Comment 4 Zbigniew Jędrzejewski-Szmek 2013-05-31 21:01:36 UTC
(In reply to Hans de Goede from comment #3)
> Could it be that you're using qcow2 and the host fs is getting full ?
I'm running from the LiveCD, so I don't think the disk image matters. Anyway,
the disk image has raw format, and the host fs has plenty of space.

> Well it was a useful bug report, see above.

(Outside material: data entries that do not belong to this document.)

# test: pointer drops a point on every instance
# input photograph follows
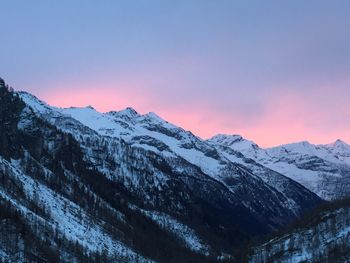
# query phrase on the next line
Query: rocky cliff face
(323, 169)
(81, 186)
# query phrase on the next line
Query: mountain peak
(127, 112)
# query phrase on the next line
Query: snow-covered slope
(323, 169)
(178, 147)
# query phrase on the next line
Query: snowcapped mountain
(323, 169)
(118, 186)
(180, 149)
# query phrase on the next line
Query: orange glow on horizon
(283, 121)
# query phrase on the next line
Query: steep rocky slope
(323, 169)
(136, 189)
(322, 236)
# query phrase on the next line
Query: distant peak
(231, 137)
(338, 143)
(127, 112)
(90, 107)
(153, 116)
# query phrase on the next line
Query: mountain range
(125, 187)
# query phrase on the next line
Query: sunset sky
(273, 71)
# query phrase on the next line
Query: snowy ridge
(323, 169)
(152, 133)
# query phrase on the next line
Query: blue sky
(274, 71)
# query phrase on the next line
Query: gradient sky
(272, 71)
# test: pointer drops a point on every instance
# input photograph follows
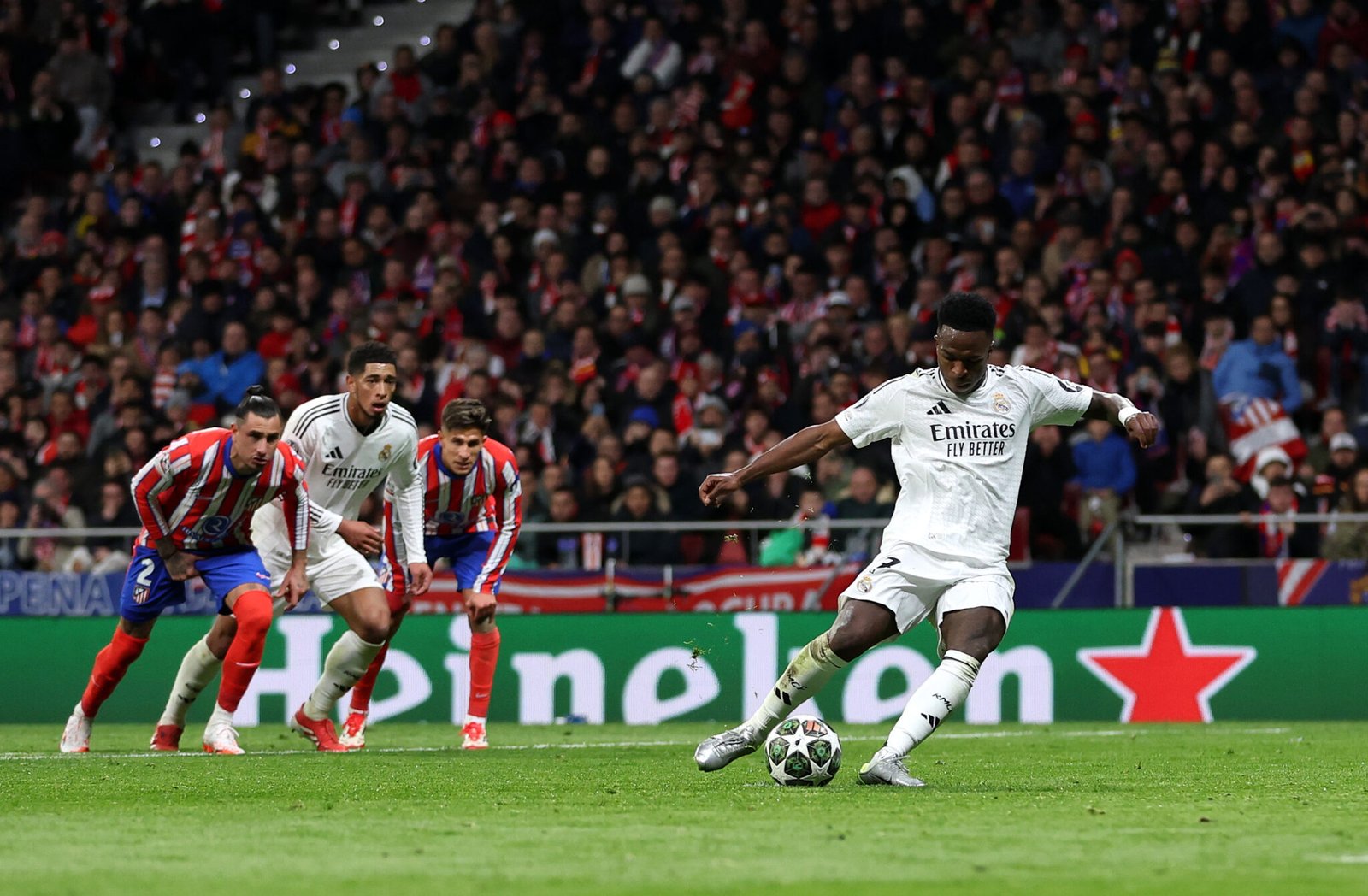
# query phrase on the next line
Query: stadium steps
(407, 22)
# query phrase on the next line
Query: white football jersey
(959, 460)
(342, 467)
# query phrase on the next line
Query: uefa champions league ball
(804, 752)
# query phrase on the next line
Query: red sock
(253, 615)
(485, 657)
(363, 688)
(109, 665)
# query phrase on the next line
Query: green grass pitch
(1064, 809)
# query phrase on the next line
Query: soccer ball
(804, 752)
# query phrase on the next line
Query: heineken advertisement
(1105, 665)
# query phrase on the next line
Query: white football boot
(75, 736)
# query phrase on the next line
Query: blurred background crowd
(657, 237)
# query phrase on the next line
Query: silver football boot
(722, 750)
(888, 770)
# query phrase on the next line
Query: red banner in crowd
(1253, 424)
(691, 590)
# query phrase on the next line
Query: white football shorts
(334, 571)
(916, 583)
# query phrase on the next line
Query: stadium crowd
(657, 237)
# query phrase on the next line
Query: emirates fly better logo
(1166, 679)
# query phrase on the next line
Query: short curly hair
(968, 312)
(465, 414)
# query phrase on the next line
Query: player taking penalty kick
(196, 499)
(349, 445)
(959, 435)
(474, 508)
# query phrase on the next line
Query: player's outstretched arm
(1119, 410)
(802, 448)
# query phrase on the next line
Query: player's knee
(373, 624)
(850, 642)
(977, 640)
(976, 647)
(253, 612)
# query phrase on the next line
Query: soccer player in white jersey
(959, 434)
(351, 445)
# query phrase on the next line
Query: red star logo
(1166, 679)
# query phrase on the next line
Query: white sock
(930, 704)
(198, 670)
(219, 717)
(804, 677)
(346, 663)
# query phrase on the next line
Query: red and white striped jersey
(486, 499)
(192, 494)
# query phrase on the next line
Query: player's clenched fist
(293, 587)
(717, 487)
(1144, 428)
(421, 579)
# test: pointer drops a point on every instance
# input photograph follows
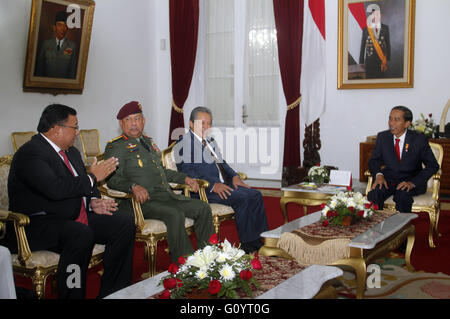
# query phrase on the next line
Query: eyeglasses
(76, 128)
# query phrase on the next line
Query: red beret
(128, 109)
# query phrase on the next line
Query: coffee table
(377, 241)
(312, 197)
(310, 282)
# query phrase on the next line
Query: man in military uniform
(141, 172)
(375, 44)
(58, 56)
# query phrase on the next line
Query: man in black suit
(402, 152)
(375, 45)
(199, 156)
(49, 183)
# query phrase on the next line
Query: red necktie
(82, 218)
(397, 148)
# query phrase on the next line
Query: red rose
(214, 287)
(173, 268)
(256, 264)
(170, 283)
(181, 260)
(213, 240)
(245, 274)
(164, 295)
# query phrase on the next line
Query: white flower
(227, 272)
(201, 274)
(202, 258)
(222, 257)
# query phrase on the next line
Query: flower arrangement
(425, 125)
(344, 208)
(319, 174)
(219, 268)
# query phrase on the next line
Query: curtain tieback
(176, 108)
(295, 104)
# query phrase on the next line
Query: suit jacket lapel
(407, 145)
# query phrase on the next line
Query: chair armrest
(436, 185)
(20, 221)
(369, 181)
(242, 176)
(137, 209)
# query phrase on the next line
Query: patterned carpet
(397, 282)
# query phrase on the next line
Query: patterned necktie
(219, 165)
(397, 148)
(82, 218)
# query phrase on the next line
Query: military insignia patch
(155, 147)
(132, 147)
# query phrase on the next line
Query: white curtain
(241, 62)
(262, 73)
(219, 66)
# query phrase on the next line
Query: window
(242, 78)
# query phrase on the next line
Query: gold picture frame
(379, 56)
(53, 66)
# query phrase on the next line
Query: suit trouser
(250, 214)
(173, 213)
(74, 242)
(402, 198)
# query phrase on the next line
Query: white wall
(126, 63)
(352, 115)
(121, 67)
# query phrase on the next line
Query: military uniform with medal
(140, 168)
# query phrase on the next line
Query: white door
(237, 76)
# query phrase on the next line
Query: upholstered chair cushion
(4, 172)
(219, 209)
(156, 226)
(45, 258)
(421, 200)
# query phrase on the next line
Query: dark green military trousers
(173, 213)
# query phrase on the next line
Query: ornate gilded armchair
(148, 231)
(428, 202)
(37, 265)
(220, 212)
(20, 138)
(90, 140)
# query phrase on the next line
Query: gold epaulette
(117, 138)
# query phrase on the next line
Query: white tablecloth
(7, 289)
(304, 285)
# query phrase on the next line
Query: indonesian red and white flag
(356, 24)
(313, 77)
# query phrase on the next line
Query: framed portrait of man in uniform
(376, 44)
(58, 46)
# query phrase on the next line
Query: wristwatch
(94, 179)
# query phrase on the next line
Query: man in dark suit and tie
(49, 183)
(403, 153)
(199, 156)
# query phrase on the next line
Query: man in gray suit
(58, 56)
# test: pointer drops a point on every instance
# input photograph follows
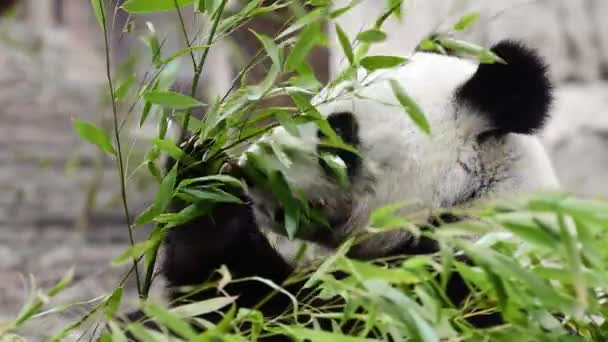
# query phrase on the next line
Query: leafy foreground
(540, 261)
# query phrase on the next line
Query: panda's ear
(515, 97)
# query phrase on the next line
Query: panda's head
(482, 118)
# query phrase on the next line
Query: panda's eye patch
(346, 127)
(488, 135)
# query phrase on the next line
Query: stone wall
(50, 75)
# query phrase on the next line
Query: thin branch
(121, 169)
(184, 31)
(199, 68)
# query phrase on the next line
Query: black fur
(346, 127)
(515, 97)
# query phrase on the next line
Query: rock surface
(46, 83)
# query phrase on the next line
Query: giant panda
(483, 120)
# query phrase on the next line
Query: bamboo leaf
(411, 107)
(94, 135)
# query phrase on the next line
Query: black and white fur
(483, 118)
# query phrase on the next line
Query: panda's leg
(230, 237)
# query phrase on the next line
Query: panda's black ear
(516, 96)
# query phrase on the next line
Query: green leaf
(287, 122)
(170, 148)
(141, 333)
(123, 89)
(319, 335)
(163, 198)
(365, 271)
(202, 307)
(371, 36)
(337, 166)
(411, 107)
(463, 48)
(313, 17)
(272, 50)
(94, 135)
(170, 320)
(98, 10)
(171, 99)
(307, 40)
(466, 21)
(65, 281)
(345, 44)
(373, 63)
(185, 215)
(155, 51)
(210, 195)
(113, 303)
(148, 6)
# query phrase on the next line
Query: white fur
(401, 163)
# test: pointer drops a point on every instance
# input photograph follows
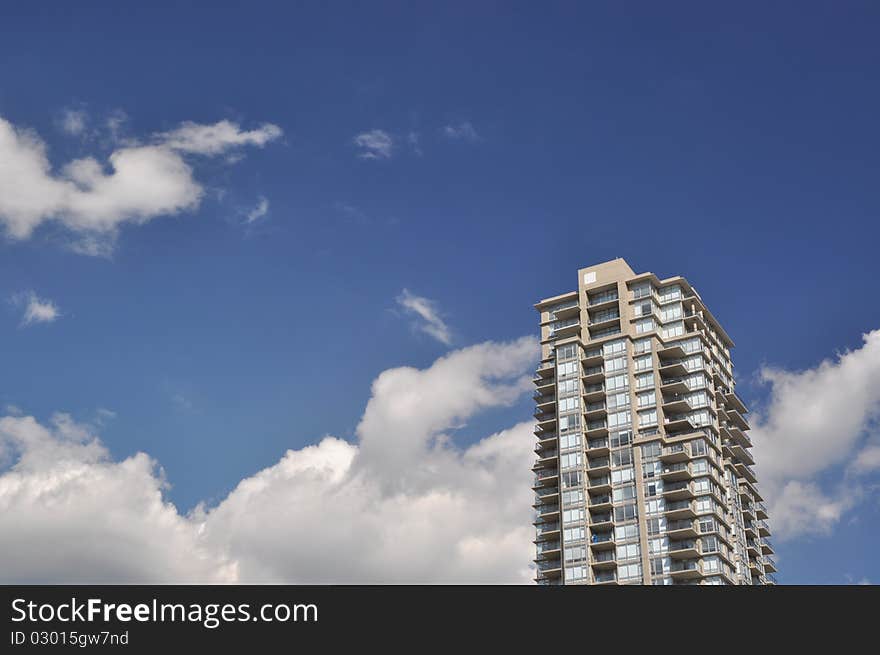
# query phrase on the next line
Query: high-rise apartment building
(643, 471)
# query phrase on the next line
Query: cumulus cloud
(403, 504)
(68, 513)
(461, 132)
(819, 423)
(258, 211)
(375, 144)
(429, 317)
(36, 309)
(138, 183)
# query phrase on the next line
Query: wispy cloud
(145, 180)
(36, 309)
(461, 132)
(375, 144)
(429, 316)
(258, 211)
(73, 121)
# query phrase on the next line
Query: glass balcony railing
(546, 528)
(599, 298)
(547, 546)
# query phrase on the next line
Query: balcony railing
(546, 546)
(606, 296)
(546, 528)
(603, 517)
(548, 566)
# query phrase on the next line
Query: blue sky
(527, 141)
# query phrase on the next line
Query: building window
(647, 399)
(648, 418)
(644, 325)
(645, 380)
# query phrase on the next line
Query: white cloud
(217, 138)
(375, 144)
(143, 182)
(405, 504)
(258, 211)
(68, 513)
(73, 121)
(431, 323)
(820, 424)
(462, 132)
(36, 309)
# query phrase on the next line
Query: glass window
(647, 399)
(644, 380)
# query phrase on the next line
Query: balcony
(746, 471)
(675, 453)
(603, 298)
(682, 509)
(749, 490)
(596, 429)
(674, 403)
(594, 392)
(548, 456)
(564, 311)
(674, 385)
(595, 410)
(671, 352)
(736, 419)
(605, 577)
(600, 485)
(677, 423)
(593, 374)
(688, 569)
(673, 367)
(545, 477)
(598, 466)
(548, 548)
(673, 472)
(740, 453)
(603, 319)
(681, 529)
(686, 549)
(549, 566)
(547, 512)
(593, 357)
(563, 330)
(678, 491)
(546, 530)
(545, 494)
(603, 560)
(545, 385)
(545, 401)
(600, 521)
(597, 447)
(731, 400)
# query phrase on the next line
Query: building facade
(643, 472)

Please file a new bug for
> tracking the hang on file-system filling issue (once you've more details).
I get the same behaviour for both the i686 and x86_64 variants, but I can't
get kdump to work, so it's unlikely that I'll be able to provide more details.
I'll file a bug if something useful turns up.

Comment 5 Zbigniew Jędrzejewski-Szmek 2013-05-31 21:48:06 UTC
On the serial console (unfortunately the top has scrolled off):
[  444.400054] Aborting journal on device dm-0-8.
[  444.402344] Buffer I/O error on device dm-0, logical block 13757
[  444.403658] JBD2: Error -5 detected when updating journal superblock for dm-0-8.
[  444.405691] Buffer I/O error on device dm-0, logical block 0
[  444.406702] EXT4-fs error (device dm-0): __ext4_journal_start_sb:60: Detected aborted journal
[  444.408079] EXT4-fs (dm-0): Remounting filesystem read-only
[  444.408955] EXT4-fs (dm-0): previous I/O error to superblock detected
[  444.409966] Buffer I/O error on device dm-0, logical block 0
[  470.339068] Buffer I/O error on device dm-0, logical block 524295
[  470.340092] Buffer I/O error on device dm-0, logical block 524296

dm-0 is /dev/mapper/live-rw
dm-1 is /dev/mapper/live-osimg-min

Seems like a bug :)

Comment 6 Fedora Update System 2013-06-11 21:35:48 UTC
qemu-1.4.2-3.fc19 has been submitted as an update for Fedora 19.
https://admin.fedoraproject.org/updates/qemu-1.4.2-3.fc19

Comment 7 Fedora Update System 2013-06-12 19:10:35 UTC
Package qemu-1.4.2-3.fc19:
* should fix your issue,
* was pushed to the Fedora 19 testing repository,
* should be available at your local mirror within two days.
Update it with:
# su -c 'yum update --enablerepo=updates-testing qemu-1.4.2-3.fc19'
as soon as you are able to.
Please go to the following url:
https://admin.fedoraproject.org/updates/FEDORA-2013-10680/qemu-1.4.2-3.fc19
then log in and leave karma (feedback).

Comment 8 Fedora Update System 2013-06-15 03:08:39 UTC
qemu-1.4.2-3.fc19 has been pushed to the Fedora 19 stable repository.  If problems still persist, please make note of it in this bug report.